Science’s ability to step in as war’s moral equivalent has less to do with whatever personal authority scientists command than with the universal scope of scientific knowledge claims. Even if today’s science is bound to be superseded, its import potentially bears on everyone’s life. Once that point is understood, it is easy to see how each person could be personally invested in advancing the cause of scientific research. In the heyday of the welfare state, that point was generally understood. Thus, in The Gift Relationship, perhaps the most influential work in British social policy of the past fifty years, Richard Titmuss argued, by analogy with voluntary blood donation, that citizens have a duty to participate as research subjects, but not because of the unlikely event that they might directly benefit from their particular experiment. Rather, citizens should participate because they would have already benefitted from experiments involving their fellow citizens and will continue to benefit similarly in the future.

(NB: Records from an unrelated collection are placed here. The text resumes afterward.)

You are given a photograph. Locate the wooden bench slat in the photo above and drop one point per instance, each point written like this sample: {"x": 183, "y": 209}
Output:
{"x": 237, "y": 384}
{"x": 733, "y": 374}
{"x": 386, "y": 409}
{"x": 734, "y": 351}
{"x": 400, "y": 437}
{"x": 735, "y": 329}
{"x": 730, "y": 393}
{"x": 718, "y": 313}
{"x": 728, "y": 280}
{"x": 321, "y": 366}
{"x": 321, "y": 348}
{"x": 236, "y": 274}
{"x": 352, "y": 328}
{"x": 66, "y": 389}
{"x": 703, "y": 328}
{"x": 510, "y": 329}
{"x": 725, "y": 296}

However, this neat fit between science and altruism has been undermined over the past quarter-century on two main fronts. One stems from the legacy of Nazi Germany, where the duty to participate in research was turned into a vehicle to punish undesirables by studying their behaviour under various ‘extreme conditions’. Indicative of the horrific nature of this research is that even today few are willing to discuss any scientifically interesting results that might have come from it. Indeed, the pendulum has swung the other way. Elaborate research ethics codes enforced by professional scientific bodies and university ‘institutional review boards’ protect both scientist and subject in ways that arguably discourage either from having much to do with the other. Even defenders of today’s ethical guidelines generally concede that had such codes been in place over the past two centuries, science would have progressed at a much slower pace.

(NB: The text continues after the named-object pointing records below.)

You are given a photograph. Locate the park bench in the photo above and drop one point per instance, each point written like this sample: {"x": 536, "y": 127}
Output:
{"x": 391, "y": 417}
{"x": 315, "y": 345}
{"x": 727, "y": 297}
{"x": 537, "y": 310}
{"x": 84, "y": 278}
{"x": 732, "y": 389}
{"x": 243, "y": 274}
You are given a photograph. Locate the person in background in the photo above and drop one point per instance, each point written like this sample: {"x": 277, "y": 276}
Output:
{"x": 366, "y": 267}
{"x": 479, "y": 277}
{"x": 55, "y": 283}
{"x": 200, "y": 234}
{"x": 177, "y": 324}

The other and more current challenge to the idea that citizens have a duty to participate in research comes from the increasing privatisation of science. If a state today were to require citizen participation in drug trials, as it might jury duty or military service, the most likely beneficiary would be a transnational pharmaceutical firm capable of quickly exploiting the findings for profitable products. What may be needed, then, is not a duty but a right to participate in science. This proposal, advanced by Sarah Chan at the University of Manchester’s Institute for Bioethics, looks like a slight shift in legal language. But it is the difference between science appearing as an obligation and an opportunity for the ordinary citizen. In the latter case, one does not simply wait for scientists to invite willing subjects. Rather, potential subjects are invited to organize themselves and lobby the research community with their specific concerns. In our recent book, The Proactionary Imperative, Veronika Lipinska and I propose the concept of ‘hedgenetics’ to capture just this prospect for those who share socially relevant genetic traits. It may mean that scientists no longer exert final control over their research agenda, but the benefit is that they can be assured of steady public support for their work.